To try to keep the aim of my post in focus, let me lay down a couple of qualifications. Right now, my attention is on the so-called progressive anger at Chik-Fil-A and at the unwise, unguarded and foolish statements of people like Rahm Emanuel. I want anyone who might wonder about my intentions, however, to understand that I’m not any happier with the way the conservative culture warriors go at this issue, either. When First Baptist Church, Dallas, puts “Gay is not OK” on the sign out in front of their building, they are contributing to the problem rather than the solution. They made a political statement, not a pastoral one. It was a slogan, a sound bite. I’m not saying that people at First Baptist are horrible, awful people. They are my brothers and sisters in Christ. I’m just trying to say that putting a slogan on a church sign on such a sensitive topic is a foolish and clumsy and potentially (at the very least) cruel way of operating.

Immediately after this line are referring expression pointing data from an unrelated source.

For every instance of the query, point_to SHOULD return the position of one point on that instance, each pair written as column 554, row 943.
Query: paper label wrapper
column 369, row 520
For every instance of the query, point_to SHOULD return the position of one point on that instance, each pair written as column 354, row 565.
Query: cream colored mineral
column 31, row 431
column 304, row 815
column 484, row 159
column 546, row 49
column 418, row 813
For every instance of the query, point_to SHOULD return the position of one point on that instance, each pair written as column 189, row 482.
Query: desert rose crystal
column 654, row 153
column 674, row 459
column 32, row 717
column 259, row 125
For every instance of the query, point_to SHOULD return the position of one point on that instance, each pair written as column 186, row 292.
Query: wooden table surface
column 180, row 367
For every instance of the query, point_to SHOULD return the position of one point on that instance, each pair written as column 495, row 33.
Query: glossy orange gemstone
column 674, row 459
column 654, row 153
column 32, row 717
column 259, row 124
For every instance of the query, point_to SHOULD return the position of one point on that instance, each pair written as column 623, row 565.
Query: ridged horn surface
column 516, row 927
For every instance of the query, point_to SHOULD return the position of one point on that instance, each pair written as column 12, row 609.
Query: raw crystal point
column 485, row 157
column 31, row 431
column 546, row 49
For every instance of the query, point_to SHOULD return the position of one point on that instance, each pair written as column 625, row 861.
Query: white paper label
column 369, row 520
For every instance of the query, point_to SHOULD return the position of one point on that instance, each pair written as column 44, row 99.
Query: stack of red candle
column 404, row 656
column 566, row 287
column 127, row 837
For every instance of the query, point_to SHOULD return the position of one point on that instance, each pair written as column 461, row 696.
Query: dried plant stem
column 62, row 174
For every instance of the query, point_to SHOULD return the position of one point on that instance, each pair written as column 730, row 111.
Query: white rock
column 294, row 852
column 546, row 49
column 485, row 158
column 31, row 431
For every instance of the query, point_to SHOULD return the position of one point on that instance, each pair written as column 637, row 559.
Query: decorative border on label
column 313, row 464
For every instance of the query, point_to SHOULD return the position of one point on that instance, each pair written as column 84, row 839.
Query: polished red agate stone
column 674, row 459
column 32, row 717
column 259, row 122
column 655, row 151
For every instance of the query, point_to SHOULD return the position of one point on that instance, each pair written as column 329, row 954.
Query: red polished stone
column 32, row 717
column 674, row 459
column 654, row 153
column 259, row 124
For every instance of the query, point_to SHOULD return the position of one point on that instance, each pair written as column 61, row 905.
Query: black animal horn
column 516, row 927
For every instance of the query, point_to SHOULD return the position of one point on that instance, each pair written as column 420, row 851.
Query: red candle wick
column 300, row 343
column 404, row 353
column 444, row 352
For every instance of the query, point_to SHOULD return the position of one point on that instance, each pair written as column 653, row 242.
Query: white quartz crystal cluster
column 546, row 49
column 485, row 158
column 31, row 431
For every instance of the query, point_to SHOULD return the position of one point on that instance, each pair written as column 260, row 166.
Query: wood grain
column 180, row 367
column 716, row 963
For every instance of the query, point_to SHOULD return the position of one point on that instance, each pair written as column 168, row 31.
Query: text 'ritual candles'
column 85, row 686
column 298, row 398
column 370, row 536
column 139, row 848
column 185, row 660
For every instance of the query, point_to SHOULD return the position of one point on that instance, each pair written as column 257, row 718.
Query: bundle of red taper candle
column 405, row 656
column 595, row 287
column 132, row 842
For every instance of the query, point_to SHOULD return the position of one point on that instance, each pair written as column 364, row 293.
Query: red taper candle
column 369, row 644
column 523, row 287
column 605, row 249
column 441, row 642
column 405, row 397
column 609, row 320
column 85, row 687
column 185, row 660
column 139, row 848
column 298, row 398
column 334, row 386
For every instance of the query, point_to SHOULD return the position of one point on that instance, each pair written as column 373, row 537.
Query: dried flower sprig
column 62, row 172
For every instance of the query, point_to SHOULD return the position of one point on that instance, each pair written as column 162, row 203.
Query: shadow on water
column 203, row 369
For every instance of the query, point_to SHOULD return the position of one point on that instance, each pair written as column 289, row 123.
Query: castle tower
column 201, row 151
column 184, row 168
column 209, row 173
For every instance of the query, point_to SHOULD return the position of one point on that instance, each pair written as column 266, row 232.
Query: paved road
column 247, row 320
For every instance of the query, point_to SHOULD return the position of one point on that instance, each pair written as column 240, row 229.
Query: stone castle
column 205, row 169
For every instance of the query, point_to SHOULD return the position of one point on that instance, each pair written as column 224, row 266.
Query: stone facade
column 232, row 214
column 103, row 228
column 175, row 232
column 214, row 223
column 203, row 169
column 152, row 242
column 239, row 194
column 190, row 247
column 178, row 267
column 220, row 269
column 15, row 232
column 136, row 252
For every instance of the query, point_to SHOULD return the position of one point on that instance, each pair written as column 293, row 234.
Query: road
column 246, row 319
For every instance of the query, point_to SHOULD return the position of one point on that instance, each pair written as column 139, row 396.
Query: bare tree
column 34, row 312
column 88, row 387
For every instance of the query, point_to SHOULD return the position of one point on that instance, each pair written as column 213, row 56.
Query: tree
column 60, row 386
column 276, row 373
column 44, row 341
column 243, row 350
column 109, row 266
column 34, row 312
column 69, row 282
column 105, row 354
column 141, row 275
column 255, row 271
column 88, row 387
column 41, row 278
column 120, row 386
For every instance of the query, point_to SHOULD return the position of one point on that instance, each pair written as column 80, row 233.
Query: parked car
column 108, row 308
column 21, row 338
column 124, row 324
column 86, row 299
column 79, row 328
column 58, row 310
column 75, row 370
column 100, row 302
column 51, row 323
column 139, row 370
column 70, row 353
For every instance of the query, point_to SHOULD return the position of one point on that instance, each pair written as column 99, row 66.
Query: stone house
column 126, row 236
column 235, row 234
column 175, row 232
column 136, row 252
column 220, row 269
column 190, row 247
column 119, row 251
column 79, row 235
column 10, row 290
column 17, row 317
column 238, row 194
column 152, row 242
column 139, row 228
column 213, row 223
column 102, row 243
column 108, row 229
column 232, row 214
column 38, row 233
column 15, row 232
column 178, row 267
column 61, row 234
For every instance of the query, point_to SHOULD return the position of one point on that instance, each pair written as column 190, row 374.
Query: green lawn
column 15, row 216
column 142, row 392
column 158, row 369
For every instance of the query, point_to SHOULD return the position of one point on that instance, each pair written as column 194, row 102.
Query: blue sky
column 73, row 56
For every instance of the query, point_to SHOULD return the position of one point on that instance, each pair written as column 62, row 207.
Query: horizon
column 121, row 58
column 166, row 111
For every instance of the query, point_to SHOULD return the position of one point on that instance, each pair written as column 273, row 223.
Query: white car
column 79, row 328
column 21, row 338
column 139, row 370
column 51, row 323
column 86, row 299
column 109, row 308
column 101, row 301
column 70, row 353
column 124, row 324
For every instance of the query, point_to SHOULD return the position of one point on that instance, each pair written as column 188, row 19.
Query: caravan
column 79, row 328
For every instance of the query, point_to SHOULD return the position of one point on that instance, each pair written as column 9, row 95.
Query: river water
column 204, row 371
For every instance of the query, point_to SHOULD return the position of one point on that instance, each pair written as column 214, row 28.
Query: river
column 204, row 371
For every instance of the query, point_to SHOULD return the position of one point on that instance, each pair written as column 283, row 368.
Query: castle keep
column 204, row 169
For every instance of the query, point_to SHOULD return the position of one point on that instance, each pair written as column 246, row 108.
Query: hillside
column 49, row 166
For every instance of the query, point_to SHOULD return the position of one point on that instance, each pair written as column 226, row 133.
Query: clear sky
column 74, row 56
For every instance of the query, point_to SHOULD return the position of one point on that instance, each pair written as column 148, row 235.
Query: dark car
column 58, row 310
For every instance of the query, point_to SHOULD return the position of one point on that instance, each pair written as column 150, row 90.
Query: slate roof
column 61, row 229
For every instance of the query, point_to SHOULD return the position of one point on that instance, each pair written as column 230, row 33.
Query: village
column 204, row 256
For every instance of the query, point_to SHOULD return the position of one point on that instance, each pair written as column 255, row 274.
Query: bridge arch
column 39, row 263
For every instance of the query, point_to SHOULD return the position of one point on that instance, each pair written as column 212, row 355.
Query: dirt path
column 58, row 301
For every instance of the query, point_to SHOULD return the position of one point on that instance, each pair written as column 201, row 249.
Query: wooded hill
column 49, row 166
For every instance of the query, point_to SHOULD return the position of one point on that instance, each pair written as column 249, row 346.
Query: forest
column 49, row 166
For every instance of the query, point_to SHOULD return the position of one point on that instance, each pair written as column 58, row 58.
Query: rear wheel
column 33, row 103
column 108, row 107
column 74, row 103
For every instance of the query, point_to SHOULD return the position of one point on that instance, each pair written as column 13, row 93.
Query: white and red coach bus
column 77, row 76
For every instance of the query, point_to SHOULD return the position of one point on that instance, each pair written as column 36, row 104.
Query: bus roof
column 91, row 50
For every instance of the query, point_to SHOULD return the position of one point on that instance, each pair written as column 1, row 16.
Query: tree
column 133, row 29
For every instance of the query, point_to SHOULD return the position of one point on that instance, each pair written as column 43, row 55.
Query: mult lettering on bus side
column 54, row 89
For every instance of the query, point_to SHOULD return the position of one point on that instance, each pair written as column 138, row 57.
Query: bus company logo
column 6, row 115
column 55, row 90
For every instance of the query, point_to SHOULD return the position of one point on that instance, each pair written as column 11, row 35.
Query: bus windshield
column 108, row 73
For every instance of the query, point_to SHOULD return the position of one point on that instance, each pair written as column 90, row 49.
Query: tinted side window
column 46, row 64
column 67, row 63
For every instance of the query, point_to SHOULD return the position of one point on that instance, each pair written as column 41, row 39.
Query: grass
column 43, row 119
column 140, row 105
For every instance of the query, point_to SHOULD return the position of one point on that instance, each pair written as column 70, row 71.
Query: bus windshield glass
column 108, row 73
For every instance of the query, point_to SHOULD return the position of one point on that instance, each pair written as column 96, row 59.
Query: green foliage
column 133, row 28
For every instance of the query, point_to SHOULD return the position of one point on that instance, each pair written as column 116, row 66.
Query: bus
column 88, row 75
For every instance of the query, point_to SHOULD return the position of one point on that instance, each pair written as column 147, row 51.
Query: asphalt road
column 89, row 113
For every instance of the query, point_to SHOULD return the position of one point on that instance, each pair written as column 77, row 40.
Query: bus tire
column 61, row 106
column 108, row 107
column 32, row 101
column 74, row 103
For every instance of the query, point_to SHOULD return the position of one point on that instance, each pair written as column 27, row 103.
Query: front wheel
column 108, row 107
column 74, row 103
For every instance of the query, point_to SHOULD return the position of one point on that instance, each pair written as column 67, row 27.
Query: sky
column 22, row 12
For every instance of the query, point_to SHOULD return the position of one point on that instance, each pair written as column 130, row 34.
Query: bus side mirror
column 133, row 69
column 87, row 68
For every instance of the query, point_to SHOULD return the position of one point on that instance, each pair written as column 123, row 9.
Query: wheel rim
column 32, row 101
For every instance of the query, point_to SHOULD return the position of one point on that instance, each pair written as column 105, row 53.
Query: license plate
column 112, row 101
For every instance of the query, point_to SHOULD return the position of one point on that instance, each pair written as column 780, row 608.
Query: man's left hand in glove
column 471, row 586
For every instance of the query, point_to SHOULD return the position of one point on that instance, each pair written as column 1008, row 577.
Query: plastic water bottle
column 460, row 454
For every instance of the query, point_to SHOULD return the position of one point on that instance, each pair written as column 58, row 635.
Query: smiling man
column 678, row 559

But as I said, I’m more concerned at this moment with the either-or thinking that attends the Chik-Fil-A controversy. Apparently, we -the public – have two options. We can either get on board with full, unqualified approval of same-sex activity, including and especially gay marriage or we can be smoked out into the bright light of day as the bigots and haters that we evidently are.
Are these my only options? Really? Don’t make me make that choice.
Please don’t set up the false dichotomy, the “either-or” of unreserved approval or unqualified condemnation. These are not the only two choices.
The truth is, most of us don’t know exactly what we think about same sex attraction, sexual identity, same sex marriage and any other of the numerous related topics. We have opinions, yes, but we’re not 100% sure of our opinions. Most people just want to get along, be good neighbors. Most people don’t want anyone to suffer. We want people to lead good and productive lives. Gay, bi-, trans-, straight, whoever. We can’t stand slurs, sick jokes, or bullying. Whatever we think about moral questions and policy matters, we want peaceful relations and fairness for all. Our hearts are torn. We have opinions and we know those opinions in some ways “go against” people we love.
If you call yourself a progressive and you simply cannot possibly understand why anyone like a Dan Cathy (or me) might think the way he does, then instead of calling for his head, listen. You may think you have science and rationality on your side. And you may. You may think that you understand civil and human rights better than the rest of us. And you may. But you also may not. You may not know everything there is to know about sexuality. Or morality. Or how to think about them. You might actually learn something by listening to your opponents. (I know, conservatives need to do the same thing. But stay on point here for a minute.) It’s time for a little epistemic humility from the progressives – the noisy ones, at least.
I deplore and repudiate hatred toward anyone. But I also do not believe that the only compassionate conclusion regarding same sex activity is unqualified approval. That very thought puts me at ideological odds with people whom I love deeply, closely. But don’t you dare say that I’m homophobic, or that I’m guilty of bad motive, or that I’m just not well-informed enough.
Do not patronize, demonize or politicize. Don’t make me make a dangerous and false choice between two phoney options. Don’t make me make that choice. I won’t do it.